Um dos temas a respeito dos quais a Assembléia Constituinte apresentou um claro avanço foi a questão do menor. A aprovação do Estatuto da Criança e do Adolescente, em substituição ao antigo Código do Menor, representou a reivindicação de direitos para um ser que, considerado em sua minoridade, ficava absolutamente submetido ao arbítrio dos juízes de menores, sem falar na ação da polícia e das instituições fechadas.

O Estatuto proíbe a detenção de crianças e adolescentes menores de quatorze anos. Os mais velhos só podem ser detidos em flagrante. Termina assim o poder da polícia e das instituições para deter e internar garotos sob alegação de perambulação e situação irregular, que consistia na razão da maior parte das detenções, sem implicar infração.

Nos casos de infração, os jovens poderão dispor do contraditório, isto é, do direito a um advogado de defesa. Isto abre espaço para a especialidade de defesa dos jovens menores de idade e deixa de lado o poder antes inquestionável do juiz de menores.

Instrumentos de defesa

Depois de afirmar os direitos fundamentais da criança e do adolescente, o Estatuto cria órgãos destinados a defender esses direitos. Entre eles se situam os Fóruns da Criança e do Adolescente, a nível municipal, estadual e federal, com participação direta de entidades civis.

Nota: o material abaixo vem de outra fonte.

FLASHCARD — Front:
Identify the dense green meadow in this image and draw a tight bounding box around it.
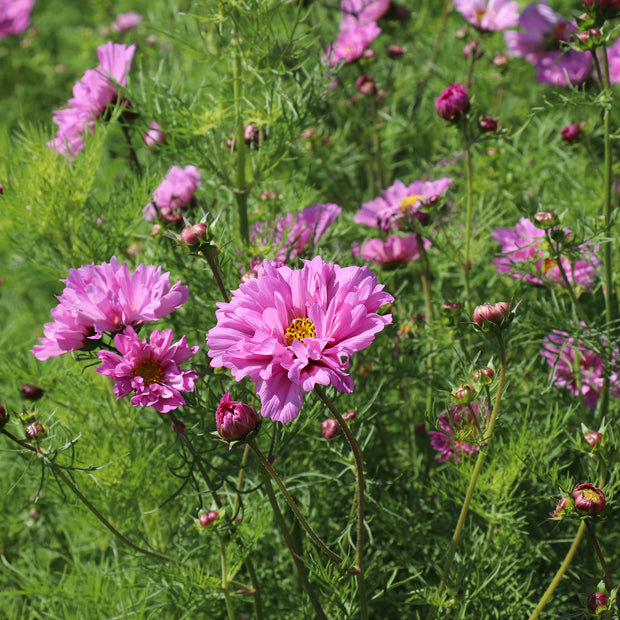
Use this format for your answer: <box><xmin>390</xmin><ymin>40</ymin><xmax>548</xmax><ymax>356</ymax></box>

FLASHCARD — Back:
<box><xmin>0</xmin><ymin>0</ymin><xmax>620</xmax><ymax>620</ymax></box>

Ao lado deles, estão os Conselhos Tutelares, órgãos que receberão denúncias e reclamações e aplicarão as medidas de proteção à criança e ao adolescente, quando seus direitos forem ameaçados ou violados. Os conselhos poderão então atuar nas situações de crianças vivendo nas ruas, submetidas a maus tratos, nos casos de não-atendimento em escola ou hospital público por discriminação ou problemas de aprendizagem, entre outros. Poderão também ser objeto de atuação por parte do Conselho as situações de falta, omissão ou abuso dos pais ou responsáveis, além da fiscalização sobre a atuação das entidades governamentais e outras entidades no trato das crianças e adolescentes.

Os conselhos têm seus representantes eleitos pelo voto direto da população. O conselho assim escolhido tem direito de exigir das prefeituras os recursos previstos no Estatuto: local, telefone, transporte, remuneração dos eleitos e recursos para seu funcionamento, incluindo a contratação de pessoal técnico jurídico, psicológico, pedagógico e outros.

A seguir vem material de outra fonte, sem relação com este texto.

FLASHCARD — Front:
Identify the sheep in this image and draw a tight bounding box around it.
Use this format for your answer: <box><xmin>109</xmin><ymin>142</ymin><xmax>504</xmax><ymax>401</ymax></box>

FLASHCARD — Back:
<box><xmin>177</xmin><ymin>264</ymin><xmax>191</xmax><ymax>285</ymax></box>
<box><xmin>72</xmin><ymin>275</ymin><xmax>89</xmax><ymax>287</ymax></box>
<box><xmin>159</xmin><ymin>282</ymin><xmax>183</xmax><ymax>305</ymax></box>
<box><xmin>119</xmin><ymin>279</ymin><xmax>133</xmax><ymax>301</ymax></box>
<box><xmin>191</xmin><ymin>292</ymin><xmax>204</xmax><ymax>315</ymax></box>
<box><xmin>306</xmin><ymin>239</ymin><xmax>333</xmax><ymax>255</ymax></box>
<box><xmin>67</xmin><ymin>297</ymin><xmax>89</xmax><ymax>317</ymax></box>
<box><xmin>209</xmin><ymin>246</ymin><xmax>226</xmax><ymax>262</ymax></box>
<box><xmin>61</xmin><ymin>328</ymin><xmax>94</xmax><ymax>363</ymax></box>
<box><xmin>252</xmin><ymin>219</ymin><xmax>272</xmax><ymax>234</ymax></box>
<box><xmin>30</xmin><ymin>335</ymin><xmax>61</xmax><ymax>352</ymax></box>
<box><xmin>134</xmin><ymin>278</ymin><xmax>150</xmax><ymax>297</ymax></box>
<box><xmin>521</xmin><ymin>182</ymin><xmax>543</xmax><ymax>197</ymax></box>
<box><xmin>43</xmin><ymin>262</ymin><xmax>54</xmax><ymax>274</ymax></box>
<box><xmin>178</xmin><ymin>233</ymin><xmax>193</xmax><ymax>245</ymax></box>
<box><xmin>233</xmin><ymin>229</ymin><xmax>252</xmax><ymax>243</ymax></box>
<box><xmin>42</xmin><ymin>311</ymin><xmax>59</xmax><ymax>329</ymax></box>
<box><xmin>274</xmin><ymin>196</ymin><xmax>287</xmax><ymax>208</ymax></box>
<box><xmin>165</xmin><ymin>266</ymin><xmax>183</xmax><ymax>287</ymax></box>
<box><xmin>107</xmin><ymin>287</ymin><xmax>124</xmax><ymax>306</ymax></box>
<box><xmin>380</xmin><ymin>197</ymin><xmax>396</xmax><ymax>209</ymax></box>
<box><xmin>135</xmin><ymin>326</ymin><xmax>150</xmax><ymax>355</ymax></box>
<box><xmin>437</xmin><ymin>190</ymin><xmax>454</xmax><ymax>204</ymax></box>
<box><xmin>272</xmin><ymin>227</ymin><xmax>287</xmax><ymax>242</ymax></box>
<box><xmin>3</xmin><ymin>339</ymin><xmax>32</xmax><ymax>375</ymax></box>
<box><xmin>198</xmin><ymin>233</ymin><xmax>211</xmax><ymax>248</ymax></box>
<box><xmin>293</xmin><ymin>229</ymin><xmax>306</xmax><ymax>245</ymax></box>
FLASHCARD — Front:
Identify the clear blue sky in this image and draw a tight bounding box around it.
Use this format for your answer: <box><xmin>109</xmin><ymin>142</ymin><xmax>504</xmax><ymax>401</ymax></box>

Em poucas grandes cidades do Brasil esses conselhos foram regulamentados pelas câmaras municipais e colocados em funcionamento. Enquanto em Vitória foi realizado, no ano passado, um seminário de balanço dos conselhos instalados em todo o estado do Espírito Santo, no Rio de Janeiro sua existência está ainda dependendo de votação na Câmara.

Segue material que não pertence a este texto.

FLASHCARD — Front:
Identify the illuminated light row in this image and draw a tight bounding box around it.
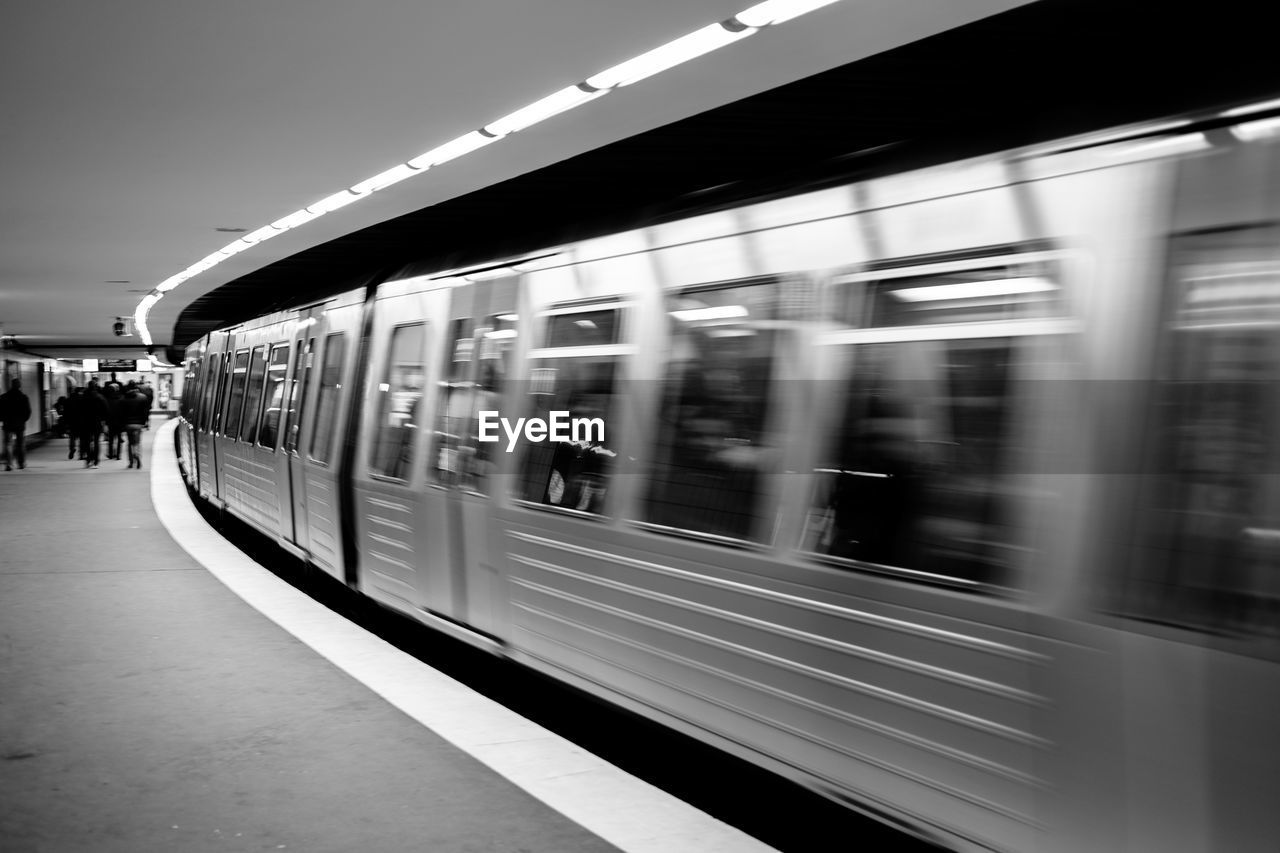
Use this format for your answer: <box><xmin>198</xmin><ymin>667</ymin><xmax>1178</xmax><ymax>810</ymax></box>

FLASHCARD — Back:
<box><xmin>133</xmin><ymin>0</ymin><xmax>838</xmax><ymax>346</ymax></box>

Em São Paulo, no dia 7 de novembro foram eleitos os vinte conselhos que correspondem ao tamanho da cidade, com seus cem representantes - cinco por conselho - escolhidos pelo voto direto de mais de 30 mil eleitores. Apesar da não obrigatoriedade do voto, apesar da ausência total de cobertura por parte dos grandes meios de comunicação, apesar da data escolhida estar ofuscada pelo segundo turno das eleições municipais, tivemos pleitos exemplares de democracias diretas, com participação das comunidades, sem utilização de vantagens na propaganda por maior poder aquisitivo e com a eleição de candidatos efetivamente dedicados à defesa dos direitos das crianças e dos adolescentes.

Caráter democrático

Cerca de 2/3 dos eleitos eram mulheres, o que reforça o caráter democrático das eleições, dado que são elas as que demonstram maior sensibilidade para as lutas cotidianas de defesa dos garotos. Com isso, os Conselhos também se revelam um importante instrumento de promoção de lideranças femininas nas comunidades, possíveis canteiros de lideranças populares mais amplas, quando se revela tão difícil seu processo de promoção pelas estruturas partidárias e estatais vigentes.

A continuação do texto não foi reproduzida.